Best Sous Vide Cookbooks for Sous Vide Masters
Written by a professional chef, this is the book to get if you’re the type of person who wants to butcher your own meat and doesn’t mind searching Whole Foods for obscure ingredients. The recipes are more advanced than what the average home cook is used to, and there aren’t a lot of pictures. That being said, the information is 100% solid and there is a TON of it.
Under Pressure: Cooking Sous Vide by Thomas Keller
Keller’s ode to sous vide was written for other professional chefs years before sous vide machines were available to the average person. So it makes sense that no attempt was made accommodate the home cook, as Keller himself states in the book. Nevertheless, foodies love Under Pressure. In many ways it jump started the use of sous vide in home kitchens, inspiring Reddit threads where people shared ideas on how to build their own circulators for an affordable price. If you want to see what a formally trained, Michelin-starred, award-winning, and truly talented chef who “exudes genius” can do with sous vide, Under Pressure is well worth the read. Whether or not you want to actually spend seven and half hours trying to recreate one of his recipes is up to you.
Modernist Cuisine: The Art and Science of Cooking by Nathan Myhrvold, Chris Young, and Maxime Bilet
Named the most important cookbook of the first decade of the 21st century by the Gourmand World Cookbook Awards and dubbed “the cookbook to end all cookbooks” by the Washington Post, Modernist Cuisine is the encyclopedia and holy grail of molecular gastronomy. If it’s not in here, it doesn’t exist.
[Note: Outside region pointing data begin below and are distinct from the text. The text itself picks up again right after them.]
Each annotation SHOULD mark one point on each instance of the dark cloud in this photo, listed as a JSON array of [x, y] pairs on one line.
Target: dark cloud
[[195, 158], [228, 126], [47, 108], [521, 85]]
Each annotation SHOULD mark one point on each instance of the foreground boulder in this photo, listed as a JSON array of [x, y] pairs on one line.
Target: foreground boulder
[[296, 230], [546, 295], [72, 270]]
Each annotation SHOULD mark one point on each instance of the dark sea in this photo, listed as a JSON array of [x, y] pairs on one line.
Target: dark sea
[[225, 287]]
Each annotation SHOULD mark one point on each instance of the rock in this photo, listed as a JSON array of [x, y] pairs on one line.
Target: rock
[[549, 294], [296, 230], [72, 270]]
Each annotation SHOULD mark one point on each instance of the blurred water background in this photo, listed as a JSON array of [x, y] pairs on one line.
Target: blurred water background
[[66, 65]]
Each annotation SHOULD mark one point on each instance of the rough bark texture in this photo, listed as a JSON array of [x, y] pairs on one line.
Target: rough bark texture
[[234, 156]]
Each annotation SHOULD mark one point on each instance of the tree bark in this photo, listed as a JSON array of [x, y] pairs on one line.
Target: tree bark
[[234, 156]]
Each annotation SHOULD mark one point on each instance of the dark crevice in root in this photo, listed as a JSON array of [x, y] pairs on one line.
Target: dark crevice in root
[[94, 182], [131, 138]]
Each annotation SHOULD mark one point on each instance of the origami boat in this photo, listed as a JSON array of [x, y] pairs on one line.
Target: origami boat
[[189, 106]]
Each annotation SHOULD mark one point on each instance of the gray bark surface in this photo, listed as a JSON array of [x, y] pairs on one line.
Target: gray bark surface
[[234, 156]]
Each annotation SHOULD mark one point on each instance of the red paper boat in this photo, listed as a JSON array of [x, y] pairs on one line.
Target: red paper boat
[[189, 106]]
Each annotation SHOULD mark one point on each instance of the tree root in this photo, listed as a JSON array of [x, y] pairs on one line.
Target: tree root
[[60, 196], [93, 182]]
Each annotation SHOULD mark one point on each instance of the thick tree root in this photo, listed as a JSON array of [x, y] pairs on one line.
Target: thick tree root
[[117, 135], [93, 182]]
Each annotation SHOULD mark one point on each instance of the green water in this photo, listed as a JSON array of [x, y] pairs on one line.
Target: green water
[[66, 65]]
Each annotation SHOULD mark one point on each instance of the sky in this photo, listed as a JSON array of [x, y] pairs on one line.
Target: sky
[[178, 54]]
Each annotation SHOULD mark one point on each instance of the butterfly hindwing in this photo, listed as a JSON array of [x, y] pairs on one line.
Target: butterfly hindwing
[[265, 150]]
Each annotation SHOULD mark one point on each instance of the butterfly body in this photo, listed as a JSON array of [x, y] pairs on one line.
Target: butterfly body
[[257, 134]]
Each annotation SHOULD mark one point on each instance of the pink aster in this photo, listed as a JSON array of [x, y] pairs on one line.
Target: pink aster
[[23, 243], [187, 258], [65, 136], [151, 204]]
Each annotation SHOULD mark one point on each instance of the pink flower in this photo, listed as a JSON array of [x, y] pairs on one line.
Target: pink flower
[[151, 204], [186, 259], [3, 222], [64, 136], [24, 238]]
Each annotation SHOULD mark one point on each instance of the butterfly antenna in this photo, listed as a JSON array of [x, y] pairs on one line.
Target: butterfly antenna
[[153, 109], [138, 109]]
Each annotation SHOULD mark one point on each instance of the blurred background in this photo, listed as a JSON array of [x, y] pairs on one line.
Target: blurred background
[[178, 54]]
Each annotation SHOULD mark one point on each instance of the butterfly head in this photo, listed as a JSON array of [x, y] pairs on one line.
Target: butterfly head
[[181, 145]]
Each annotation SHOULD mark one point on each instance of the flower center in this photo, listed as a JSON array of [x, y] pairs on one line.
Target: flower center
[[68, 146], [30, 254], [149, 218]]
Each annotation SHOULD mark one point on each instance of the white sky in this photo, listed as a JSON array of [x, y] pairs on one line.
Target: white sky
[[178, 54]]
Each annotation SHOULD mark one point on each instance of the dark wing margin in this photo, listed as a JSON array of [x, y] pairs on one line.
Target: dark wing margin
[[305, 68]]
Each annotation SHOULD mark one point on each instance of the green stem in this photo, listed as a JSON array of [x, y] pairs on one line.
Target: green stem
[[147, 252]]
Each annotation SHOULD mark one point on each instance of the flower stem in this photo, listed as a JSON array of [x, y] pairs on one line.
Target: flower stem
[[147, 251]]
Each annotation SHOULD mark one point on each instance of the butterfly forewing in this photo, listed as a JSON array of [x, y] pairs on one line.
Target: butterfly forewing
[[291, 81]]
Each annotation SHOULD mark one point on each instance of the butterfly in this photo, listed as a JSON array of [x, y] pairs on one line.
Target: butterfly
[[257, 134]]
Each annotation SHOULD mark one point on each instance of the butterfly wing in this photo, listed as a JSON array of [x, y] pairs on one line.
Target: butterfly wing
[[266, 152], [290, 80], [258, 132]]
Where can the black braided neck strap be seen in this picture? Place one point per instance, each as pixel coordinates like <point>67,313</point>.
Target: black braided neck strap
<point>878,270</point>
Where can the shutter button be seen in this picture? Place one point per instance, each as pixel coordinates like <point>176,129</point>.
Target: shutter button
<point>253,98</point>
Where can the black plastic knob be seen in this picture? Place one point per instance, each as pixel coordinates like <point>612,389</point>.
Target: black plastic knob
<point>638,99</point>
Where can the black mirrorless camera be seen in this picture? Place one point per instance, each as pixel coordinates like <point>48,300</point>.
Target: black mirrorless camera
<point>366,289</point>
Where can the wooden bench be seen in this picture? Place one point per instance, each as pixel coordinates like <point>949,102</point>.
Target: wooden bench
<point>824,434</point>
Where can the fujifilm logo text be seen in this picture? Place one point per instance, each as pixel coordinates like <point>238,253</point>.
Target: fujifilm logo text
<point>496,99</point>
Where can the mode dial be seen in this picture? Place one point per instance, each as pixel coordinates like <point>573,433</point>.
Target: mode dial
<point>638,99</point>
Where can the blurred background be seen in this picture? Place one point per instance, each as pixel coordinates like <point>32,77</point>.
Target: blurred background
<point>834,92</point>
Modernist Cuisine is six volumes, 50+ pounds, and costs more than $500. But for a mere $90 you can purchase the downsized Modernist Cuisine at Home and expand your modern cooking techniques way beyond sous vide, or at least attempt to.
Note: While many of the entrepreneurs trailblazing the way for home cooks to enjoy sous vide today are women, historically there’s been a huge gender gap in sous vide users, likely a reflection of the ratio of women to men in professional kitchens. Hopefully that will change now that the sous vide technique is more accessible.